Software AI accelerators: AI performance boost for free

Get the Latest on All Things CODE



The exponential growth of data has fed artificial intelligence’s voracious appetite and led to its transformation from niche to omnipresent.  An equally important aspect of this AI growth equation is the ever-expanding demands it places on computer system requirements to deliver higher AI performance. This has not only led to AI acceleration being incorporated into common chip architectures such as CPUs, GPUs, and FPGAs but also mushroomed a class of dedicated hardware AI accelerators specifically designed to accelerate artificial neural networks and machine learning applications. While these hardware accelerators can deliver impressive AI performance improvements, software AI accelerators are required to deliver even higher orders of magnitude AI performance gains across deep learning, classical machine learning, and graph analytics, for the same hardware set-up. What’s more is that this AI performance boost driven by software optimizations is free, requiring almost no code changes or developer time and no additional hardware costs.
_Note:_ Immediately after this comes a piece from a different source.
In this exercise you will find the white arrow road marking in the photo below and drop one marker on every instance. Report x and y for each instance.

Let us try to visualize the scope of the cost savings that can be realized through the 10-100X performance gains that can be realized through software AI acceleration. For example, many of the leading streaming media services have tens of thousands of hours of available content. They might want to use image classification and object detection algorithms for content moderation, text identification, and celebrity recognition. The classification criteria might also be different by country based on local customs and government regulations and the process might need to be repeated for ~10% of the content every month, based on new programs and rule changes. Using the list prices of running these AI algorithms on the leading cloud service providers, even a 10X gain in performance through software AI accelerators can lead to approximate cost savings of millions of dollars a month**.

Similar cost savings can also be realized for other AI services such as automatic caption generation and recommendation engines, and of course the savings are even higher for the use cases with 100X performance improvements. While your particular AI workload might be markedly smaller, your savings could still be rather significant.
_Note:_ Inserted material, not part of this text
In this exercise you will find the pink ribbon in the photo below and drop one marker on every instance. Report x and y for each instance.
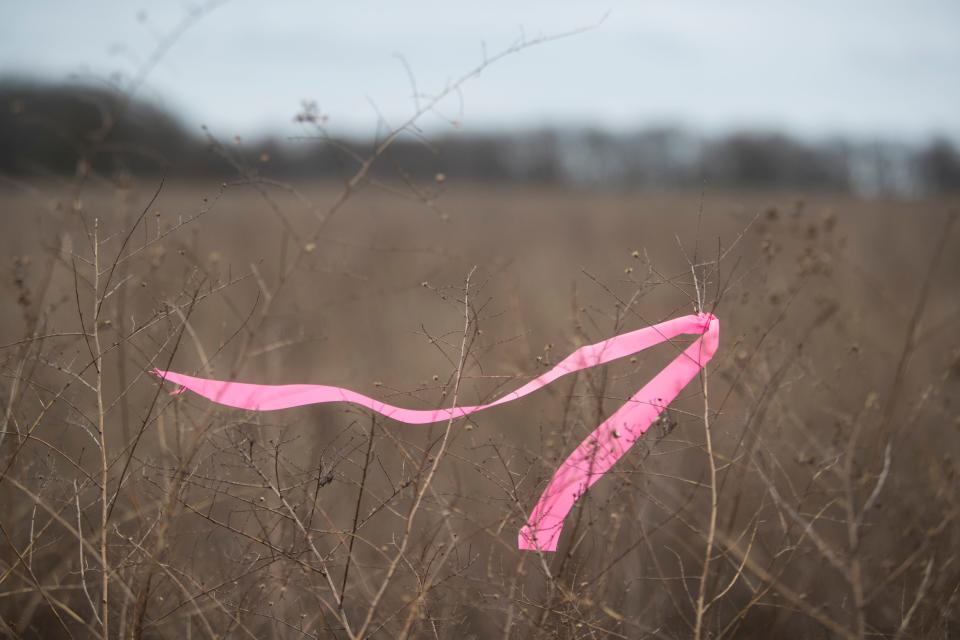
(588, 462)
Software determines the ultimate performance of computing platforms and software acceleration is therefore key to enabling “AI Everywhere” with applications across entertainment, telecommunication, automotive, healthcare, and more.
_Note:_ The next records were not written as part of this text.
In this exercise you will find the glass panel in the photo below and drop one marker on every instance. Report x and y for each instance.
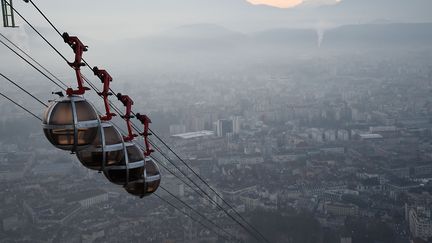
(86, 136)
(60, 136)
(85, 111)
(111, 136)
(114, 157)
(136, 173)
(151, 168)
(89, 159)
(117, 176)
(152, 186)
(61, 114)
(134, 154)
(136, 188)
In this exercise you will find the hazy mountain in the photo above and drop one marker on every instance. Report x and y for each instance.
(135, 18)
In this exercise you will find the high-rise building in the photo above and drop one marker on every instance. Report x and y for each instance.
(177, 129)
(223, 127)
(236, 124)
(420, 222)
What is a “software AI accelerator” and how does it compare to a hardware AI accelerator?

A software AI accelerator is a term used to refer to the AI performance improvements that can be achieved through software optimizations for the same hardware configuration. A software AI accelerator can make platforms over 10-100X faster across a variety of applications, models, and use-cases.

The increasing diversity of AI workloads has necessitated a business demand for a variety of AI-optimized hardware architectures. These can be classified into three main categories: AI-accelerated CPU, AI-accelerated GPU, and dedicated hardware AI accelerators. We see multiple examples of all three of these hardware categories in the market today, for example Intel Xeon CPUs with DL Boost, Apple CPUs with Neural Engine, Nvidia GPUs with tensor cores, Google TPUs, AWS Inferentia, Habana Gaudi and many others that are under development by a combination of traditional hardware companies, cloud service providers, and AI startups.

While AI hardware has continued to take tremendous strides, the growth rate of AI model complexity far outstrips hardware advancements. About three years ago, a Natural Language AI model like ELMo had ‘just’ 94 million parameters whereas this year, the largest models reached over 1 trillion parameters. The exponential growth of AI has meant that even 1000X increases in computing performance can be easily consumed to solve ever-more complex and interesting use-cases. Solving the world’s problems and getting to the holy grail of “AI everywhere” is therefore only possible through the orders of magnitude performance enhancements driven by software AI accelerators.

While hardware acceleration is like updating your bike to have the latest and greatest features, software acceleration is more like having a completely re-envisioned mode of travel such as a supersonic jet.



This article specifically lays out the performance data of software AI accelerators on Intel® Xeon®. However, we believe that similar magnitudes of performance improvements can be achieved on other AI platforms from AI-accelerated CPUs and GPUs to dedicated hardware AI accelerators. We intend to share performance data for our other platforms in future articles but we also welcome other vendors to share their software acceleration results.

AI software ecosystem — performant, productive, and open

As AI use cases and workloads continue to grow and diversify across vision, speech, recommender systems, and more, Intel’s goal has been to provide an unparalleled AI development and deployment ecosystem that makes it as seamless as possible for every developer, data scientist, researcher, and data engineer to accelerate their AI journey from the edge to the cloud.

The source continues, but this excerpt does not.